The Eye That Cries is a memorial sculpture, by Lika Mutal, Dutch-born Peruvian sculpture.  It was built in 2005 and powerfully evokes the suffering of all Peruvians who continue to struggle through painful reconciliation in the wake of the terrorism and violence from the early 1980’s until the mid-1990’s.   The conflict claimed almost 70,000 lives, and destroyed and displaced entire communities.  Some 15,000 people are still missing.  The vast majority of those who lived in terror and with terror were indigenous peasants of the Peruvian highlands, physically and socially quite distanced from the dominant Peruvian metropolis of Lima.

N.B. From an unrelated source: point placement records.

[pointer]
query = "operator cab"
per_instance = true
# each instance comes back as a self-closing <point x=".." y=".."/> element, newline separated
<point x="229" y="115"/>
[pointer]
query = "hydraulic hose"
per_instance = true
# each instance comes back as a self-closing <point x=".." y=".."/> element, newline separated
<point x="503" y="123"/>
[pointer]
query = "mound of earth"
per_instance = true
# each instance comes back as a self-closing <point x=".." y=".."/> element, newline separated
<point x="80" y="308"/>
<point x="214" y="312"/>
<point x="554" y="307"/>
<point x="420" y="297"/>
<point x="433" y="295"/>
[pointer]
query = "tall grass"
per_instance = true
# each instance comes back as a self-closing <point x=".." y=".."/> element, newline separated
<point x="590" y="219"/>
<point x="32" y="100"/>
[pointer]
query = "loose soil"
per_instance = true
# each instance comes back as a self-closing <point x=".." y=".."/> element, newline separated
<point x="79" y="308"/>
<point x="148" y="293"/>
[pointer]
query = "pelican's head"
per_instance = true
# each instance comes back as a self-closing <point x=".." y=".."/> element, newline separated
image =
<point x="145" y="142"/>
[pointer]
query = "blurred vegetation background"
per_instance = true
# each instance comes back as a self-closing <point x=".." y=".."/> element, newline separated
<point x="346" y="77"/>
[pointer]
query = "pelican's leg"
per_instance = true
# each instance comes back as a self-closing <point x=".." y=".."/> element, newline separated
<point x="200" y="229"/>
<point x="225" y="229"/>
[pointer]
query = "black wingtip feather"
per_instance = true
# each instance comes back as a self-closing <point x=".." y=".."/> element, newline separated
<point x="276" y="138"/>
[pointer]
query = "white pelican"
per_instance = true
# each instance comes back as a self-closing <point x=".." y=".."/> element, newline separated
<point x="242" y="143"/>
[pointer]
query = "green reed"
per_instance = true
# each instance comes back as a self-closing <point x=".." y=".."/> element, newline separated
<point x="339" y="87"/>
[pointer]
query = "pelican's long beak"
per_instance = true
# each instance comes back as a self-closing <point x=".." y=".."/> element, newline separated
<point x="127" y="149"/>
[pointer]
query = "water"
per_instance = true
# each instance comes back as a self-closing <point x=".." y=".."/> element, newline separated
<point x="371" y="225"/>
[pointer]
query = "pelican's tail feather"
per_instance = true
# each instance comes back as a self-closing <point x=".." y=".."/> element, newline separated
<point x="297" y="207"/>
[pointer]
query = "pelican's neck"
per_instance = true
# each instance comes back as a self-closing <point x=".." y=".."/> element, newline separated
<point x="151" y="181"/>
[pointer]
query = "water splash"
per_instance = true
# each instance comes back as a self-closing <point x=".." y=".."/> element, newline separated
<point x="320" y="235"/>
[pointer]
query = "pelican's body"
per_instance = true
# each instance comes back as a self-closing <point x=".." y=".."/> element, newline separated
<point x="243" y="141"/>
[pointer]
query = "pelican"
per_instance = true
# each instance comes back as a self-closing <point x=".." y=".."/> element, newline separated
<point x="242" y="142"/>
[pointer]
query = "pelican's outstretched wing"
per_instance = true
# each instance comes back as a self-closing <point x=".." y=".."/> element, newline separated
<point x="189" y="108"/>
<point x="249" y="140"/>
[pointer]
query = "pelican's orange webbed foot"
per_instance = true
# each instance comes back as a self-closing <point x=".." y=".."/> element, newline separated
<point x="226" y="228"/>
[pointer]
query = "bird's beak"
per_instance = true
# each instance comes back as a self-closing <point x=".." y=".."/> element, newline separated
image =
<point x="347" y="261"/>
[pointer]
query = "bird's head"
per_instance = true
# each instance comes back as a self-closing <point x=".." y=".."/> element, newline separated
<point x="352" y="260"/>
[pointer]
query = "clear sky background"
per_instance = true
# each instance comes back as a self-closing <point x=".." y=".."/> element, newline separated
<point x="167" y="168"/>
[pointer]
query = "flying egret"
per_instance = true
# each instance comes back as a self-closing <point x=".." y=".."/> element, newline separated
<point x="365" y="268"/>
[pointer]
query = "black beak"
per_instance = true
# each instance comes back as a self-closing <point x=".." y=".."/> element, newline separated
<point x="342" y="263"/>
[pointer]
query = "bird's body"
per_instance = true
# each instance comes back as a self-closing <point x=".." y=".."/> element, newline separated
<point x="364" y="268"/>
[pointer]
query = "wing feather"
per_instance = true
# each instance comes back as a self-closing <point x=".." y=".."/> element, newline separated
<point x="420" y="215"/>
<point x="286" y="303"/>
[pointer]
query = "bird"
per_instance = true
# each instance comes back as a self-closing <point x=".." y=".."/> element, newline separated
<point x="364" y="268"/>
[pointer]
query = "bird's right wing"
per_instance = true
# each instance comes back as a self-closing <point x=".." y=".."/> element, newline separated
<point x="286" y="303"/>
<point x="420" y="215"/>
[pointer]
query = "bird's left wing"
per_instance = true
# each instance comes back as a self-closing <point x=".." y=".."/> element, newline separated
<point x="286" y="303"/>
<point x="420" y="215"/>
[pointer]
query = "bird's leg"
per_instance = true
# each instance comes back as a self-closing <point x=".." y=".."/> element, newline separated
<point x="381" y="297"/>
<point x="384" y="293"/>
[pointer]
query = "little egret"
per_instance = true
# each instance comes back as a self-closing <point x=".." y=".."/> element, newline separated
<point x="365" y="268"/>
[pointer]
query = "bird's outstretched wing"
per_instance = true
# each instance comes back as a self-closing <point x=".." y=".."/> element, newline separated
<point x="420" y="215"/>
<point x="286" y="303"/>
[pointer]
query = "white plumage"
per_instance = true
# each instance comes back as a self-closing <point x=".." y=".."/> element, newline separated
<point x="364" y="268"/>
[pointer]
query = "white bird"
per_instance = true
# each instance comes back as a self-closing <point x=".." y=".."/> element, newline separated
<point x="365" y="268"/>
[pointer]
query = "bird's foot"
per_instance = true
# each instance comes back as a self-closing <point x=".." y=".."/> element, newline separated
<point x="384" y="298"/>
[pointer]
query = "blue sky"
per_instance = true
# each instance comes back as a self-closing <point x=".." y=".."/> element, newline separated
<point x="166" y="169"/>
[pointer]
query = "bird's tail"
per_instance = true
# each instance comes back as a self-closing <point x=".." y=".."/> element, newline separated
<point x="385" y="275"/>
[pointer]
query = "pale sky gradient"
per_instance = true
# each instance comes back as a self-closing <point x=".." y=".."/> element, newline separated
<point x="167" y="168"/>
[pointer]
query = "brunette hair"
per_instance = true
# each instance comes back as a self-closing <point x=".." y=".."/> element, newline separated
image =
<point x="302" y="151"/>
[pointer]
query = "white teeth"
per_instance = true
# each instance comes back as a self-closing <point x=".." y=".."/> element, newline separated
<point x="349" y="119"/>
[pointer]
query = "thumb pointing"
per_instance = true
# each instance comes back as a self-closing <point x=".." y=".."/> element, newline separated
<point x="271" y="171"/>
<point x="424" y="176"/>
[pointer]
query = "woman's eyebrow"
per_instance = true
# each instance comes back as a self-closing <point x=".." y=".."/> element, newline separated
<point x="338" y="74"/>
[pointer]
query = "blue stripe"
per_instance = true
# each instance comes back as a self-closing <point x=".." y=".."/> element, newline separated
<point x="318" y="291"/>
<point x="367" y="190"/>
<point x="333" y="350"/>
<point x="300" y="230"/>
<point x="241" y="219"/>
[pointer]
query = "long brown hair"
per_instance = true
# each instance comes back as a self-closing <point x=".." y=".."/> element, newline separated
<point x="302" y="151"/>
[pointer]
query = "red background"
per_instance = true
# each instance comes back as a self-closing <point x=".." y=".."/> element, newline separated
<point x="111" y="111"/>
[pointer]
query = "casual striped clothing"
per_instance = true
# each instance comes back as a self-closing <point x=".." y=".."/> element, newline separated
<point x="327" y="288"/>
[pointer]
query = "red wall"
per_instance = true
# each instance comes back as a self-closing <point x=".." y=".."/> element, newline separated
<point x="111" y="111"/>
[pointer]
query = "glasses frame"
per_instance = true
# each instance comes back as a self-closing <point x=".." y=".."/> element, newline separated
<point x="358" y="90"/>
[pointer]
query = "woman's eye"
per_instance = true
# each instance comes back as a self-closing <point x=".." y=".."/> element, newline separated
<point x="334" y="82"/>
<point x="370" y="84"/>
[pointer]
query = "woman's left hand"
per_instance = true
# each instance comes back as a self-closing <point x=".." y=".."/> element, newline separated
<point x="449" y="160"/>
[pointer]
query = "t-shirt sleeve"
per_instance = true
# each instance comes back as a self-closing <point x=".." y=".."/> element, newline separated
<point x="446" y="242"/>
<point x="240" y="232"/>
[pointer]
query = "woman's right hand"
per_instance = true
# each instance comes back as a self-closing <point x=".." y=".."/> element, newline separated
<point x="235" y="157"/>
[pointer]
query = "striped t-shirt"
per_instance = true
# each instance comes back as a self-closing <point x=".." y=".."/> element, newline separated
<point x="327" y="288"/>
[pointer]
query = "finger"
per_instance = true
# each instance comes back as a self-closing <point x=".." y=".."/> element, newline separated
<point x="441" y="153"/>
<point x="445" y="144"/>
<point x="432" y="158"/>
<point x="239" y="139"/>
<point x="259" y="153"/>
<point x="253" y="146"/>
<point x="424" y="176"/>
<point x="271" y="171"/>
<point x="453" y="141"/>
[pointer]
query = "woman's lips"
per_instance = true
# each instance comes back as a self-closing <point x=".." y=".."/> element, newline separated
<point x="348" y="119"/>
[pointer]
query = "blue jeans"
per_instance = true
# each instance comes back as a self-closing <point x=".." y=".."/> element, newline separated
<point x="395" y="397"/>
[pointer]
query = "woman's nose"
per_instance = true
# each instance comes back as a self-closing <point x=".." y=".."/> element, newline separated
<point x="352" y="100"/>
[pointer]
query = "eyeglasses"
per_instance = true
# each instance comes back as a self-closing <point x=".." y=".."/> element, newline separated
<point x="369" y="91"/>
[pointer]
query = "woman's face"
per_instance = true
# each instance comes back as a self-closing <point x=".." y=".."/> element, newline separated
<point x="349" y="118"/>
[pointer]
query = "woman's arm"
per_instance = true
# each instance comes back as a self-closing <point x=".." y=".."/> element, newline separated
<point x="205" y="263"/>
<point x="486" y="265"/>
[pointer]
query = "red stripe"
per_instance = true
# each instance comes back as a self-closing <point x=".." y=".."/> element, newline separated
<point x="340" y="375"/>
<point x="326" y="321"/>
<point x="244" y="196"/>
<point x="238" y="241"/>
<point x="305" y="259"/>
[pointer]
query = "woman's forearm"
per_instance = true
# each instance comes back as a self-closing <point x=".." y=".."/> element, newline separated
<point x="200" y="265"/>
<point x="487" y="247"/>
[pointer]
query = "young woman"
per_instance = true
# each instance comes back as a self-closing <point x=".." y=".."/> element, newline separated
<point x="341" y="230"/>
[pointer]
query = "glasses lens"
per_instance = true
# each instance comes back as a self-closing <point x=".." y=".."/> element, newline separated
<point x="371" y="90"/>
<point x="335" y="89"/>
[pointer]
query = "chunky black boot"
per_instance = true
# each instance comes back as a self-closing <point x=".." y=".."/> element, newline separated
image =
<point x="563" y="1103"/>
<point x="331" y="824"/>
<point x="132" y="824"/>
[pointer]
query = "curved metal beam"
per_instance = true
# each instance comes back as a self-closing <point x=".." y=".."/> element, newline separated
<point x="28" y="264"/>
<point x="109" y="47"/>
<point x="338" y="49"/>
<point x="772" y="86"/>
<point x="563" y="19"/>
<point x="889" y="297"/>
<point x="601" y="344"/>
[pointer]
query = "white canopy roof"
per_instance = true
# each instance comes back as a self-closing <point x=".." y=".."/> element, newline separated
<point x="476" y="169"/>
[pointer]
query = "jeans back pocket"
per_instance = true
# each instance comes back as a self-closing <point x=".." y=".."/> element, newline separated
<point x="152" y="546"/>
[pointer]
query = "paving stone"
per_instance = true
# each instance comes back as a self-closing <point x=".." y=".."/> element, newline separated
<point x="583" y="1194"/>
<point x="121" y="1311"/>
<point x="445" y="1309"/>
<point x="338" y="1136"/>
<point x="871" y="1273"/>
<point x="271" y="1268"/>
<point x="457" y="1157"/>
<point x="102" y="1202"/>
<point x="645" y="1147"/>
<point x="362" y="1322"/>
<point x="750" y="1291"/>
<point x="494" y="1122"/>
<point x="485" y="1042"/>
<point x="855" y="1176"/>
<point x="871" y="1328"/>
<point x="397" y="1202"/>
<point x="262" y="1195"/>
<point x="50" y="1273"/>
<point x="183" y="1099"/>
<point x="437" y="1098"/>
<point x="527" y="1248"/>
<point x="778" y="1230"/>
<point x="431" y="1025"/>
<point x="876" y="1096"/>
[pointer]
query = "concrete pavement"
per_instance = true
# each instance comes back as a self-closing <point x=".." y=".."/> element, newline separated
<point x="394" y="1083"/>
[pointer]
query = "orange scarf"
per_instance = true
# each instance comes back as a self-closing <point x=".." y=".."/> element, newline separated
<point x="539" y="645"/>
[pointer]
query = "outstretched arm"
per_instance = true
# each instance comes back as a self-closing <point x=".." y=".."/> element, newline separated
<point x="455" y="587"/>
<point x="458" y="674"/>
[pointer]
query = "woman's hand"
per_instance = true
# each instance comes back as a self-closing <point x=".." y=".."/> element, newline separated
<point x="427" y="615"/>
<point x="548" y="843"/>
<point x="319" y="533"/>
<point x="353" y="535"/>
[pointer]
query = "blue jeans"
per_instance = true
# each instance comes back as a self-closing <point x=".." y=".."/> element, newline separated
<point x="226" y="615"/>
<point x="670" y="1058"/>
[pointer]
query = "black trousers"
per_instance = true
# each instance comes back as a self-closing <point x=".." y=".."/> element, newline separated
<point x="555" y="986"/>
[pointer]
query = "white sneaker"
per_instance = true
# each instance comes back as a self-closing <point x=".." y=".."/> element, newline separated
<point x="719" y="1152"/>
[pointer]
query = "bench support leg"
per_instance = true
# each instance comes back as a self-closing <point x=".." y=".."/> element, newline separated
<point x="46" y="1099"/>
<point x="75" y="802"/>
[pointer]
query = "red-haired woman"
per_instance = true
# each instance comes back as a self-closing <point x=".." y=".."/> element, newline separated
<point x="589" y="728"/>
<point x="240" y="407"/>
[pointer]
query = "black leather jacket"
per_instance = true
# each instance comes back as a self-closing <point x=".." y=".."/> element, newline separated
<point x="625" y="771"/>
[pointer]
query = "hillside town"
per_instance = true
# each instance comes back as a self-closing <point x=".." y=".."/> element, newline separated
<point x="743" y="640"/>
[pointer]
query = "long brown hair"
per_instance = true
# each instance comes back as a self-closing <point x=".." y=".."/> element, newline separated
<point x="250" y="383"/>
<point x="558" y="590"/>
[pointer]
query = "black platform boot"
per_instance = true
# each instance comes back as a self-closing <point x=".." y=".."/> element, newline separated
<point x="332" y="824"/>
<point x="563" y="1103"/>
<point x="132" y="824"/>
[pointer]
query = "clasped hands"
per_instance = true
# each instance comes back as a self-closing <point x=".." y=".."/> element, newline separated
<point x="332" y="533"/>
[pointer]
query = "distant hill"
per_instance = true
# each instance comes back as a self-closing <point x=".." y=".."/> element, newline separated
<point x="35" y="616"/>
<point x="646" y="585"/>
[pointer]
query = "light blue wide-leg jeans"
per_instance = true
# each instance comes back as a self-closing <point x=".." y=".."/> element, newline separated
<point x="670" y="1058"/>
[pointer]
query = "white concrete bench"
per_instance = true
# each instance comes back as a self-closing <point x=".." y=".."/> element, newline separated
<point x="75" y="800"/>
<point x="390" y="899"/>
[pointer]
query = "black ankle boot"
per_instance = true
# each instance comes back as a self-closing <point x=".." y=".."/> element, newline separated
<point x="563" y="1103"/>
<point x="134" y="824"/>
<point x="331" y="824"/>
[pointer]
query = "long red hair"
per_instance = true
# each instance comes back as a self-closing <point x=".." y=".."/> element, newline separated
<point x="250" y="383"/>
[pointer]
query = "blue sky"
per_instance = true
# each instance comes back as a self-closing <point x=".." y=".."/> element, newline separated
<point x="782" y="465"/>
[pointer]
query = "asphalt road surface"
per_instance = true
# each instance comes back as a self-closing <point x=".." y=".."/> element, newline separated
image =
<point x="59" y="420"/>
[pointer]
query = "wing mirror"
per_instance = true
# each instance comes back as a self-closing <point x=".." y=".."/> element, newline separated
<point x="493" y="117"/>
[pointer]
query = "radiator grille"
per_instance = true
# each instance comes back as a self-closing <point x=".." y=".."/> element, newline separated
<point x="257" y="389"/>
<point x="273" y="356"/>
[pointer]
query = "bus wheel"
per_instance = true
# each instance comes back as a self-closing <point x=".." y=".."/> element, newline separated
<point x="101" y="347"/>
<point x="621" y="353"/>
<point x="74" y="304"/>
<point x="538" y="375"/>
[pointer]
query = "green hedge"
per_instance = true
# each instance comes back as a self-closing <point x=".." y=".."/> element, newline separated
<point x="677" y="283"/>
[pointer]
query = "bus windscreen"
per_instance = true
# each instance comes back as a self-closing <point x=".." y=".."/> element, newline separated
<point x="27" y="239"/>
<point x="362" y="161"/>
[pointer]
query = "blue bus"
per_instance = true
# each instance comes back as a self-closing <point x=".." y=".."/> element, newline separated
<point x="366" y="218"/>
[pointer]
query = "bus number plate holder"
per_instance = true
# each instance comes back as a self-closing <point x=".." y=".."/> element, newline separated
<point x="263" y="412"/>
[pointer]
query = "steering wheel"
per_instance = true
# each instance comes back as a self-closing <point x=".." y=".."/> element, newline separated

The memorial is surrounded by a labyrinth of stones with the names of victims inscribed on them.  One of these victims, is Australian, Sister Irene McCormack, a Josephite. In may 1991, Sendero Luminoso members stormed the hill-top village of Huasahuasi, near Tarma, looting homes and terrorising the townspeople.  Sister Irene, who was home alone at the time, was ordered to come out of her home and was taken to the town square where 300 people had gathered.  Four local men were also brought to the central plaza and in the glare of spotlights, Sister Irene and the men were tried in a “Kangaroo Court” and sentenced to death.  Irene was accused of dispensing American Food (Caritas Provisions) and spreading American ideas by providing school books.  Amid cries of “She’s Australian, not a Yankee” and “Why kill these innocent people?”, these people were executed. Sister Irene was buried in the Huasahuasi cemetery, in a niche donated by a parishioner.

Irene McCormack was ordinary, with human frailties, like the rest of us.  She was vibrant, determined, caring and fun-loving and, as well, she was feisty, difficult, and very brave. In a retreat before she died, participants where ask to make something which spoke of the reality of their lives, where they had been living.  Irene made a kangaroo with a joey peeping out of the pouch.  Being a ‘Joey’ herself, she had the sense of being able to dive back into the safety of God’s loving pouch when threatened or in danger.  This image was prophetic because the group with carried out the execution of Irene and her friends conducted a ‘Kangaroo Court’ before that final act which allowed them to go forever into the loving arms of God.

We gather at this memorial on Saturday 22nd September to pray Sister Irene McCormack and her family,  for all those who died and their families who miss them, and for those who are still missing and for their families who are still fighting for the search to continue.